How to return reference of unique_ptr<Derived> from unique_ptr<Base>?

Question

I work with unique_ptr on derived structs, and I return references to maintain ownership and keep minimal overhead.

Basically, I want a get function to turn unique_ptr<Base> into unique_ptr<Derived>&.

• I can't use dynamic_pointer_cast as it copies and fails : no matching function for call to 'dynamic_pointer_cast<Derived>(std::unique_ptr<Base>&)'
• I can't use std::move or release from obj, as it is the source of truth of the program.

Do you guys see any alternative? The shared_ptr version works OK btw, is it the only path?
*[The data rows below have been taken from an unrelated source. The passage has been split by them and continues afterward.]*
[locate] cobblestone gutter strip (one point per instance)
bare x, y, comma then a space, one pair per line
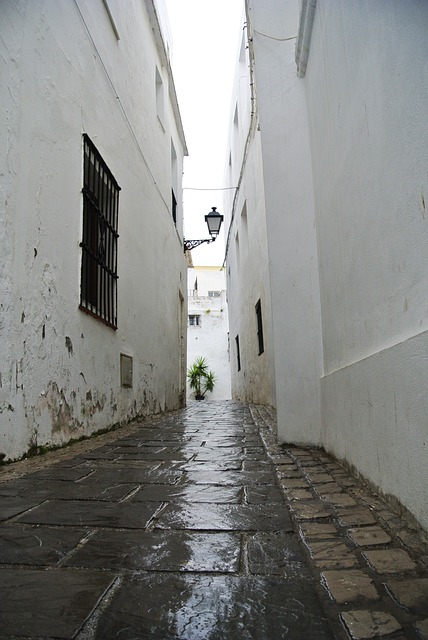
10, 471
371, 563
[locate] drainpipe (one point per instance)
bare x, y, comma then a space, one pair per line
304, 37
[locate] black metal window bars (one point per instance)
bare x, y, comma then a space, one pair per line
98, 290
260, 327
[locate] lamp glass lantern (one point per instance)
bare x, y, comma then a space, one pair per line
214, 220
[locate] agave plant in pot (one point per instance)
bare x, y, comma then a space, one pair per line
201, 379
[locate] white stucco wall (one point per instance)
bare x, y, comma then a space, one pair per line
343, 155
292, 247
369, 140
64, 73
210, 338
246, 253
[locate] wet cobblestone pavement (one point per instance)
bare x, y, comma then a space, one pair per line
197, 525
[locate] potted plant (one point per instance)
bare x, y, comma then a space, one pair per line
201, 379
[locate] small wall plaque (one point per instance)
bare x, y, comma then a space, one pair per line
125, 371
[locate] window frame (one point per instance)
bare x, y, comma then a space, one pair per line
98, 279
238, 352
197, 317
260, 327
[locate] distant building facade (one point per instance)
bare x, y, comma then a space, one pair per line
328, 230
93, 322
207, 331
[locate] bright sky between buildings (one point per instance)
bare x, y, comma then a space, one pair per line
205, 40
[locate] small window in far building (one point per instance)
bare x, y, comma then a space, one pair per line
194, 321
259, 327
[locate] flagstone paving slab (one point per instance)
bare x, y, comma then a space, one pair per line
213, 607
202, 526
363, 625
92, 513
348, 586
332, 554
390, 560
220, 517
160, 551
27, 545
369, 536
54, 603
411, 593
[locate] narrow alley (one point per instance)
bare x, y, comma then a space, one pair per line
197, 525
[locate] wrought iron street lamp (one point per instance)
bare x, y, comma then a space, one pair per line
213, 220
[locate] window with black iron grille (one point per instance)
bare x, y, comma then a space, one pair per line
98, 288
259, 327
238, 353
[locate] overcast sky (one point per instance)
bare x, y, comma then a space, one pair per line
205, 38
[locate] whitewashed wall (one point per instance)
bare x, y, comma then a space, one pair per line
247, 264
210, 339
368, 108
342, 152
290, 220
65, 73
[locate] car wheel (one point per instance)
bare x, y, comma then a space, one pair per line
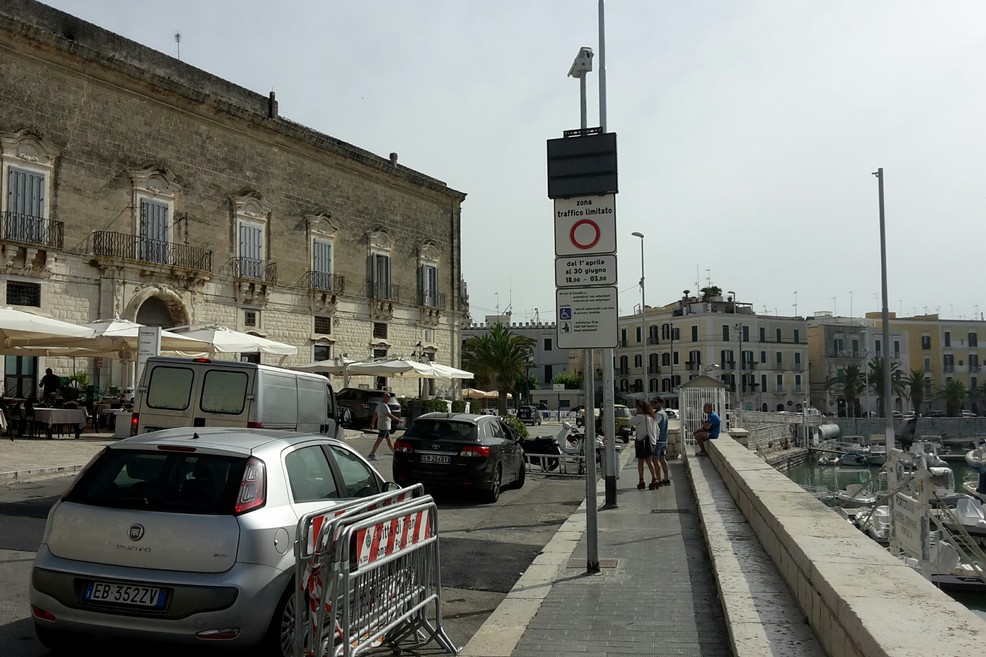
521, 476
279, 639
493, 494
61, 640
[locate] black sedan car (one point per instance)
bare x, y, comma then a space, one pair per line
463, 451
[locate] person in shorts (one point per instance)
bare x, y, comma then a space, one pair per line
709, 431
382, 418
644, 427
660, 455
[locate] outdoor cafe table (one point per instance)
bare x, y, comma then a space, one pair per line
52, 417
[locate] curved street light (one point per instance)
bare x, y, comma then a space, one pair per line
643, 316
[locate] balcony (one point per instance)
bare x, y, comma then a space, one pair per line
320, 281
254, 270
431, 299
383, 291
31, 231
136, 249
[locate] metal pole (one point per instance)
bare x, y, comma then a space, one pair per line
887, 392
643, 316
589, 455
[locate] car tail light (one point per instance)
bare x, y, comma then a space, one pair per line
253, 487
475, 451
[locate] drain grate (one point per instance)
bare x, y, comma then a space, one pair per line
603, 563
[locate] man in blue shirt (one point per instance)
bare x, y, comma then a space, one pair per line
709, 430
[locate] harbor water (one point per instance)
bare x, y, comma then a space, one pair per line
816, 478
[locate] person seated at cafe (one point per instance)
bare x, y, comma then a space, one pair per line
50, 384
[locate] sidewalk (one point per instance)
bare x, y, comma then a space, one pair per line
27, 458
656, 592
655, 595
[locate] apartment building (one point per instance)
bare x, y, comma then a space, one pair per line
763, 359
135, 185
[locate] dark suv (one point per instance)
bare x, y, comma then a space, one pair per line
361, 403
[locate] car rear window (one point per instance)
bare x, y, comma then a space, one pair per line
180, 482
170, 388
442, 429
224, 392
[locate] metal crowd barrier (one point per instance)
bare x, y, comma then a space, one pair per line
369, 573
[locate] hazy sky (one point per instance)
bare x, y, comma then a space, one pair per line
747, 131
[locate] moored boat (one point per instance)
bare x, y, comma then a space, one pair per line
976, 458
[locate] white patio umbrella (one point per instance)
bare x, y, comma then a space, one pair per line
475, 393
112, 337
23, 328
227, 341
116, 338
327, 366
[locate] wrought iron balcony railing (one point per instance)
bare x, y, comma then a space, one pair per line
383, 291
431, 299
326, 282
254, 269
35, 231
141, 249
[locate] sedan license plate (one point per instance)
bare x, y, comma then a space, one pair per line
125, 594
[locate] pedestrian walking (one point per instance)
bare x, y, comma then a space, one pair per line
660, 455
381, 421
709, 431
644, 426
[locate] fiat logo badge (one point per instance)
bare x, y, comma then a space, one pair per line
136, 532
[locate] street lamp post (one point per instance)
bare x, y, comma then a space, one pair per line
643, 314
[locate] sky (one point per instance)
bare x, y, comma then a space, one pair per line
748, 132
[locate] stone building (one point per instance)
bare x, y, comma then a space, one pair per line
135, 185
761, 359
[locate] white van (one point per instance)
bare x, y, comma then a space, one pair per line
200, 392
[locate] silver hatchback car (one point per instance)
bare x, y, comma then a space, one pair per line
187, 535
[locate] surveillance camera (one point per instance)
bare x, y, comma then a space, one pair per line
582, 63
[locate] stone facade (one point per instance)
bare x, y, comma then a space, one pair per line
263, 225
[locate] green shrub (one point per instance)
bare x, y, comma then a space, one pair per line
516, 425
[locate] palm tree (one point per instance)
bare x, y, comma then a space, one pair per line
954, 392
875, 381
852, 381
499, 357
915, 389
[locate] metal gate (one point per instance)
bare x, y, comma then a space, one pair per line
369, 573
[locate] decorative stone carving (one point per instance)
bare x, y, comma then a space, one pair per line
431, 316
252, 292
381, 310
380, 241
429, 252
322, 302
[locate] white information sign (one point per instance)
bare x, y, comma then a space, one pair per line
585, 271
909, 525
587, 317
585, 225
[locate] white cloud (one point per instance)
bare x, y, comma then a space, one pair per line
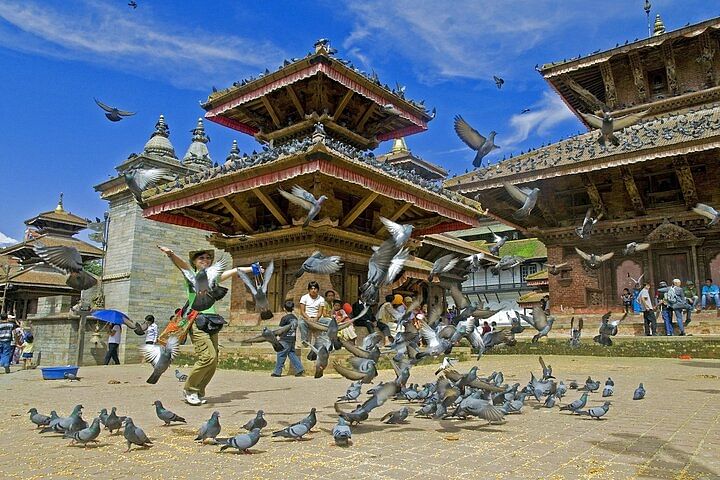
5, 240
126, 40
542, 117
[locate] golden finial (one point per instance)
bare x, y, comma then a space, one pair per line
659, 26
399, 146
59, 208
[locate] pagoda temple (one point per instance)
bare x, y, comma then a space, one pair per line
644, 188
32, 287
317, 118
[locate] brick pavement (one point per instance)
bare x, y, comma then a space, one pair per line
674, 433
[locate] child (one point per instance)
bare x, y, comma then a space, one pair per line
627, 299
287, 340
27, 349
340, 315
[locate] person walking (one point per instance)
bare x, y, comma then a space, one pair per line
710, 292
204, 335
646, 306
151, 333
287, 340
6, 341
114, 336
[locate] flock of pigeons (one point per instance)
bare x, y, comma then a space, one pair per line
453, 395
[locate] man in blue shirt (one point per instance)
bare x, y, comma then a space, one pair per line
710, 291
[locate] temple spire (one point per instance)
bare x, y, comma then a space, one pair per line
659, 26
198, 153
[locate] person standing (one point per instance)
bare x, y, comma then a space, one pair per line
646, 306
151, 333
287, 340
6, 341
114, 336
710, 291
205, 341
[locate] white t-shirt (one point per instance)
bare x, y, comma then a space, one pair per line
312, 305
116, 333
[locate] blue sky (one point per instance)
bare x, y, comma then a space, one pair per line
164, 57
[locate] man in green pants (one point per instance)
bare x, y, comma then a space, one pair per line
206, 344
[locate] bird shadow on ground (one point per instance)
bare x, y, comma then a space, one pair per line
700, 364
240, 395
645, 446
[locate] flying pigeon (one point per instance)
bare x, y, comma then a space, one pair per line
205, 284
592, 259
608, 125
160, 357
166, 415
302, 198
243, 441
474, 140
342, 433
258, 422
209, 429
319, 263
260, 292
112, 113
527, 197
134, 435
69, 260
708, 212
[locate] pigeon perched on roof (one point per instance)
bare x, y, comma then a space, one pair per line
113, 114
302, 198
242, 441
526, 196
608, 125
341, 433
319, 263
135, 435
473, 139
69, 260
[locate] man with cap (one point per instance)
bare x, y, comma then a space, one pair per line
206, 344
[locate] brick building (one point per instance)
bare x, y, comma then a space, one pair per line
645, 187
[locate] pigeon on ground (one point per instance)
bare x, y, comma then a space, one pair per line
39, 419
592, 259
442, 265
474, 140
257, 422
526, 196
205, 284
708, 212
259, 293
633, 247
166, 415
596, 412
69, 260
138, 179
639, 393
111, 421
589, 222
577, 404
134, 435
302, 198
160, 357
575, 333
180, 376
86, 435
319, 263
210, 429
342, 433
608, 125
243, 441
396, 417
113, 114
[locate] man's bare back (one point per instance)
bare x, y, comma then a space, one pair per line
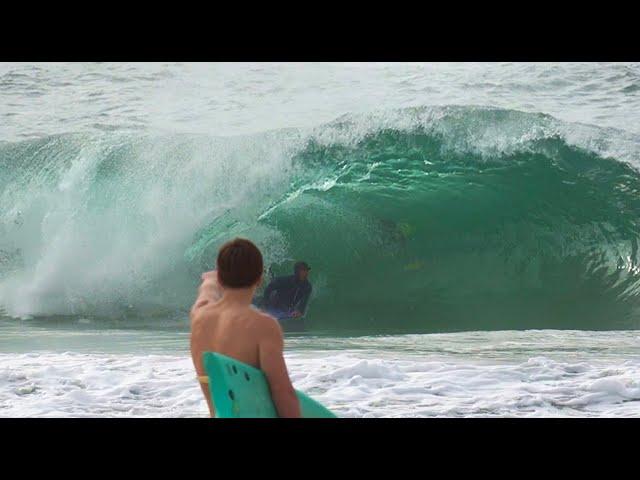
224, 321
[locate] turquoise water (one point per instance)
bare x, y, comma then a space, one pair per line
447, 210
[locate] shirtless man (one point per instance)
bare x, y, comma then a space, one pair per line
224, 321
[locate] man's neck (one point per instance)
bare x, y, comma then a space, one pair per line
239, 296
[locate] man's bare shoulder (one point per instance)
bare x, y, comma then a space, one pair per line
202, 315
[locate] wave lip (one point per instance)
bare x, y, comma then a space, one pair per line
425, 219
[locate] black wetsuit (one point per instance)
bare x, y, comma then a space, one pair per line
286, 294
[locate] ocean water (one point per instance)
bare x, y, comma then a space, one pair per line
473, 231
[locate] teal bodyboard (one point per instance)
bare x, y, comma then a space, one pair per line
239, 390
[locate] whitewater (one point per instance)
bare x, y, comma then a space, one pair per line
472, 228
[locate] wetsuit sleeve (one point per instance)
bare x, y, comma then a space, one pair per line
273, 285
301, 306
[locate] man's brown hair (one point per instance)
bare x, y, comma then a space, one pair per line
239, 263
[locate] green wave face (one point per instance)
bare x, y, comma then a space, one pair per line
428, 220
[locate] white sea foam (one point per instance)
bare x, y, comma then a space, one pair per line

Thanks in advance for your input. JD

#include <memory>

struct Base {

};
struct Derived : public Base {
    float position;
    Derived(float position_) : position(position_) {}
};

//SOURCE OF TRUTH
std::unique_ptr<Base> obj; 


//retreive from obj
template<typename T>
std::unique_ptr<T>& get() {
    std::unique_ptr<Base> &p = obj;
    return std::dynamic_pointer_cast<T>(p); //<-- pb: fails because it copies...
}


int main() {
    //storing
    obj = std::make_unique<Derived>(10.0f);

    // ...

    //retrieving
    std::unique_ptr<Derived>& p = get<Derived>();   
    return 0;
}

Answer 1

Short answer: Don't! Long Answer: A unique pointer deals with ownership and a reference has no ownership semantic. You may return a (const) reference instead. If you need to share ownership use std::shared_pointer.

Answer 2

You can still just do a regular dynamic_cast with the raw pointer, ie.:

template<typename T>
T* get() {
    std::unique_ptr<Base> &p = obj;
    return dynamic_cast<T*>(p.get());
}

Semanticly that is ok as raw pointer is taken to mean non-owning.

Answer 3

get should return a non-owning pointer, because it shouldn't be changing the ownership.

template<typename T>
T * get() {
    return std::dynamic_cast<T *>(obj.get());
}